From Region V Great Lakes Public Health Training Collaborative’s Local Performance Site (Michigan Public Health Training Center)
Substance Use Disorders as a Public Health Issue: Resources in Michigan
Join us on August 24, 2016 at 12:00 PM ET for the second session in a three-part webcast series entitled “Medication Assisted Treatment in Context.” This session will include an overview of substance use disorders, specifically focusing on opioid misuse. Learn more about opportunities and resources for action in Michigan, especially related to the state’s tribal communities.
Seeds of Change: Cultivating a Healthy Mind and Spirit
Join us on August 25, 2016 at 10:15 AM ET for a workshop intended to provide inspiration and techniques to help community health workers grow and develop their mental resilience. The ability to bounce back when faced with burnout, difficult clients and lack of resources is a critical link to being a healthy, motivated, and productive health advocate. Learn more »
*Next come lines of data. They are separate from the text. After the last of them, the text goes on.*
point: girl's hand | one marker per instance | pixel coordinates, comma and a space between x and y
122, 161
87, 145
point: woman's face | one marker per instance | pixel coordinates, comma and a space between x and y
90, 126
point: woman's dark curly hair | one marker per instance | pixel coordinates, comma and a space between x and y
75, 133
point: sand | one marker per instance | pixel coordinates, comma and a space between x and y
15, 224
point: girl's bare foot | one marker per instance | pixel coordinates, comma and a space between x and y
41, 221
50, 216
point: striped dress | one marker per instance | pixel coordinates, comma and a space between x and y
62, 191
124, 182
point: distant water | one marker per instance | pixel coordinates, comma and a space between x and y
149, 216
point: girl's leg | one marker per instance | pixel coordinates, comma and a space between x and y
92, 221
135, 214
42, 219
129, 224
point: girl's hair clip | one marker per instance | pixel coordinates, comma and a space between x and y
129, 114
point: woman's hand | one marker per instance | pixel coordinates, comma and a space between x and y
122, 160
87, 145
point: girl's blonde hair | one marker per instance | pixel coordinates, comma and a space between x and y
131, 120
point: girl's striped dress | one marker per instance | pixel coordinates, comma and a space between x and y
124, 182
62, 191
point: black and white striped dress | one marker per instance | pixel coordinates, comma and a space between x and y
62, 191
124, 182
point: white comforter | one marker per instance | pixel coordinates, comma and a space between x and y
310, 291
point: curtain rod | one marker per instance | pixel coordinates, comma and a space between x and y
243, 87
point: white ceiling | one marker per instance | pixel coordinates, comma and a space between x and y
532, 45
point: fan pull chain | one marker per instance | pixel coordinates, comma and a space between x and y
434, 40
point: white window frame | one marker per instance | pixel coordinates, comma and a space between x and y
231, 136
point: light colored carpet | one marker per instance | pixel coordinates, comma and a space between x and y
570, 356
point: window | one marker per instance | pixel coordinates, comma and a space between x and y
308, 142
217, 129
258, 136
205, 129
Promoting Healthy Food Choices and Physical Activity in a Rural American Indian Community
From Region IX Western Region Public Health Training Center
Join us on September 13, 2016 at 12:00 PM PDT for a presentation about strategies implemented in one American Indian community that strive to make healthy food choices and physical activity a community responsibility, not individual challenge.
Since the 1990s, American Indian and Alaska Native (AIAN) communities have seen an increase in health promotion programs that teach healthy food choices and support physical activity as strategies to decrease risk factors and manage type 2 diabetes. For the most part, these programs have been grounded in theories of individual behavior change using case management and group and one-on-one education.
Few programs have recognized and integrated distinctive characteristics of many AIAN communities, specifically the value placed on shared identity, group cohesion and collective resilience. Learn more »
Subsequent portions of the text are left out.